The positive part of those feelings is that a bit of risk, then some reward, plus some tasty trashy food is a very enjoyable experience for me. When it works out nicely, it feels like a jubilant celebration. And part of that is feeling like I’ve tricked The System and won!

It’s actually perhaps connected to a much deeper feeling of living on my own terms. Connected with wild camping too. For a short time living as makes sense to me, not as I am “supposed” to according to this weird and confusing society thing. A little serving of liberation perhaps.

This Post Has 2 Comments

  1. mariha

    I was checking if there is something new from you, and just re-read the post and enjoyed it again.

    I had quite similar thoughts about dumpster diving, that it’s not scalable and the practice felt elitist to me, not that it’s a bad thing, just an observation.

    Only the practice of leaking the plates, used in my understanding as an expression of belonging to this avant-garde food saving group and reserved in my mind to people who went through Gulag, made me feel uneasy, seeing it reused, in a way – for fun.

    In places where the system is imposed on people and not chosen by them, fighting the system may be socially perceived as a good thing, morally better then being part of the system. For example in communist Poland riding a bus without a ticket was an act of activism: political opposition and resistance to the system. But then, when the system changed people keep doing the same…

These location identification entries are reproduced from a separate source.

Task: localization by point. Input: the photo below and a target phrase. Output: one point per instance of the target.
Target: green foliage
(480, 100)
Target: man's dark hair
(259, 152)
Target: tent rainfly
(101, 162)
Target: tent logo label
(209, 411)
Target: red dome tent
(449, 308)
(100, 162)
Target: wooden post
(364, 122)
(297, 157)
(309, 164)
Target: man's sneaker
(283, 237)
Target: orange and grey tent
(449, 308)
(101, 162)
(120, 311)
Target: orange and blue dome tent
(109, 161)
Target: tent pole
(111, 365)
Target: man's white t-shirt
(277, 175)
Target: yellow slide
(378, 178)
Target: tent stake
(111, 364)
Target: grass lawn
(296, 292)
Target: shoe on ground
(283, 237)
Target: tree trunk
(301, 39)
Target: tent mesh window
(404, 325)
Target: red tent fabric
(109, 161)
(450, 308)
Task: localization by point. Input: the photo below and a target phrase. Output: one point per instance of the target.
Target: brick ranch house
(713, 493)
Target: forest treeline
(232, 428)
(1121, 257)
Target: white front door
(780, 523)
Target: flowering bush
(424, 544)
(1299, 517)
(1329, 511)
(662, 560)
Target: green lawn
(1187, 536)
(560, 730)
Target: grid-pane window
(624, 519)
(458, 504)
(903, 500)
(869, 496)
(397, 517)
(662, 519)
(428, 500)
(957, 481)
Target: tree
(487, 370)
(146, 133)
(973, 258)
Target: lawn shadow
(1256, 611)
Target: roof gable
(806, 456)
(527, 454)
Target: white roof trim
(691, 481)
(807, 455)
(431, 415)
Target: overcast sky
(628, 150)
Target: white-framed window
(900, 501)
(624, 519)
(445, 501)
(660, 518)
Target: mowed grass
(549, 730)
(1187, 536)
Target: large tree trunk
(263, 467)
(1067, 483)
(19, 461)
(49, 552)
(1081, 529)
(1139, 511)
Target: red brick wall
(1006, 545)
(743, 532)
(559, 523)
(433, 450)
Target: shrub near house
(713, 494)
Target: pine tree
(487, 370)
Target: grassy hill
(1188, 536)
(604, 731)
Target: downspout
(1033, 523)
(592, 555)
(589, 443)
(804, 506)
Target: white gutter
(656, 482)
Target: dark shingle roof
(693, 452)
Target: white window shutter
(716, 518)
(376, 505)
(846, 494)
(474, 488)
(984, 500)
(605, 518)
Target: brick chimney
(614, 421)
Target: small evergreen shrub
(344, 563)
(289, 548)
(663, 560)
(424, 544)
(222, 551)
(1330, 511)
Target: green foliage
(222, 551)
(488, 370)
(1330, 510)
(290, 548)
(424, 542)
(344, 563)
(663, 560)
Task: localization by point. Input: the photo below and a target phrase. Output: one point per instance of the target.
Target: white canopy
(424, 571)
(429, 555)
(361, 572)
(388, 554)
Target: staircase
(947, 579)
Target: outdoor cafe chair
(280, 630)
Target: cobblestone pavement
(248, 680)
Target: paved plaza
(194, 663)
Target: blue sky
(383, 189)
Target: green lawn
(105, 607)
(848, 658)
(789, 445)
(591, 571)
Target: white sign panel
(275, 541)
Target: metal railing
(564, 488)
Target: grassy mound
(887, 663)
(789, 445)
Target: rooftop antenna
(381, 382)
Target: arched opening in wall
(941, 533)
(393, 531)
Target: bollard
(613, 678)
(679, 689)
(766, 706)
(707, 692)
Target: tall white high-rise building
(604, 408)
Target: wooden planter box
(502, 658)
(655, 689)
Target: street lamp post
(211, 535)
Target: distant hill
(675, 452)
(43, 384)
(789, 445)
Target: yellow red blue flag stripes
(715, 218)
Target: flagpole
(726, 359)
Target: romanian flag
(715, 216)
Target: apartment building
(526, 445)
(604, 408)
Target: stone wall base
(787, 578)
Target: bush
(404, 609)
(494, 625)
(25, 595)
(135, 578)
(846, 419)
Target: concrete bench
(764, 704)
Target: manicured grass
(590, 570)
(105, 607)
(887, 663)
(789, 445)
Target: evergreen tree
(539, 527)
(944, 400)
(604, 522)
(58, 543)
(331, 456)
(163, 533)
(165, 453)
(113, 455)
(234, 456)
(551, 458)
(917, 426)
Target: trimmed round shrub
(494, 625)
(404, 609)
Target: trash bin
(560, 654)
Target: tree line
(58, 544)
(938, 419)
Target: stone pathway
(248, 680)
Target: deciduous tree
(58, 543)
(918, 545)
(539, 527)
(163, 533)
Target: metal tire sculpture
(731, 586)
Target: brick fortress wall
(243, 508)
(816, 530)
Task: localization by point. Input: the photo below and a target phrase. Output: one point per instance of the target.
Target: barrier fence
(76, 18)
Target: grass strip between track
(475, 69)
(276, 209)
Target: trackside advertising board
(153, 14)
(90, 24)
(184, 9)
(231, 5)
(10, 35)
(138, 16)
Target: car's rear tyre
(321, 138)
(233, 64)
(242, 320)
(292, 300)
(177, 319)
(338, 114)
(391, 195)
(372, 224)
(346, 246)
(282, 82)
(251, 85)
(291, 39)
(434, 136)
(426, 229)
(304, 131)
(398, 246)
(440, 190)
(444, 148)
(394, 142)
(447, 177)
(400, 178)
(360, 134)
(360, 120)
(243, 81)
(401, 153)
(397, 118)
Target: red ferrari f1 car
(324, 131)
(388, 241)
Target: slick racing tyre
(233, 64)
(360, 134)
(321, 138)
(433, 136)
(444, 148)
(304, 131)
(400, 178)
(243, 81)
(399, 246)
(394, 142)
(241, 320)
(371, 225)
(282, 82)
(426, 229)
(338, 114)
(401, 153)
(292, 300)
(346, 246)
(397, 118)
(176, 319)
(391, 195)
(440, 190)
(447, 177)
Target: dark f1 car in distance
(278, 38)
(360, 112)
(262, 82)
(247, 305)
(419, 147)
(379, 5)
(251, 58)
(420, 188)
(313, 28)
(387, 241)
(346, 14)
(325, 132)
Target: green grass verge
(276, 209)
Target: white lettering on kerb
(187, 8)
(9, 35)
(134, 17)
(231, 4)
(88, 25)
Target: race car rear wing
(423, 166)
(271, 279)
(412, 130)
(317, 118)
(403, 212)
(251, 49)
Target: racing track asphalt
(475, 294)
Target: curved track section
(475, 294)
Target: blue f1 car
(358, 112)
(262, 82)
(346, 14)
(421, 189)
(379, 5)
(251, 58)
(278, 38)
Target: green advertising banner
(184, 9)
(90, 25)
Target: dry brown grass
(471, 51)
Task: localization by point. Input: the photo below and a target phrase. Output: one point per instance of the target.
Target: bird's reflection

    Growing up in such a country, my default is probably to question the rules and I quite often find myself not following them unless they make sense to me. I’ve noticed this was very different for my colleagues in the US, it seemed to me that they have a (somehow surprising for me) need to create more and more rules, many more then I would have made, and impose them on others (me having troubles fitting in them, maybe because of dyslexia or some other stories of different cultural backgrounds and gender minorities) and following them sometimes somehow blindly without understanding why they were there and without realizing they may not make sense any more or not for everyone.

    Recalls me also the article about eXtinction Rebellion not being radical enough that you shared with me recently. I think it’s better to follow the rules though and question and modify them within the system, if only it allows to do so. The consequences of ignoring the rules are somehow unpredictable, I am scared of others, with unclear intentions, doing the same. What if they did some obscure things because I made it more acceptable to break the rules? I wish idealistically all systems were flexible enough so that everyone could live their own way _and_ within them.

    Waiting for the next post. Cheers!

    1. Avatar photo
      Nick Sellen

      Where is the place where the people chose the system? To me it seems imposed on people everywhere, just with a variety of flavours.

      I agree rules are tricky, sometimes the context they are applied in wasn’t imagined by those rules. Always need to have a way to question and update them. That’s not always in place.

      A book I read recently on relationships has another approach to the use of rules. But it’s slipped out of my head for now, and it’s getting dark, cold, and it’s time to eat. So another time.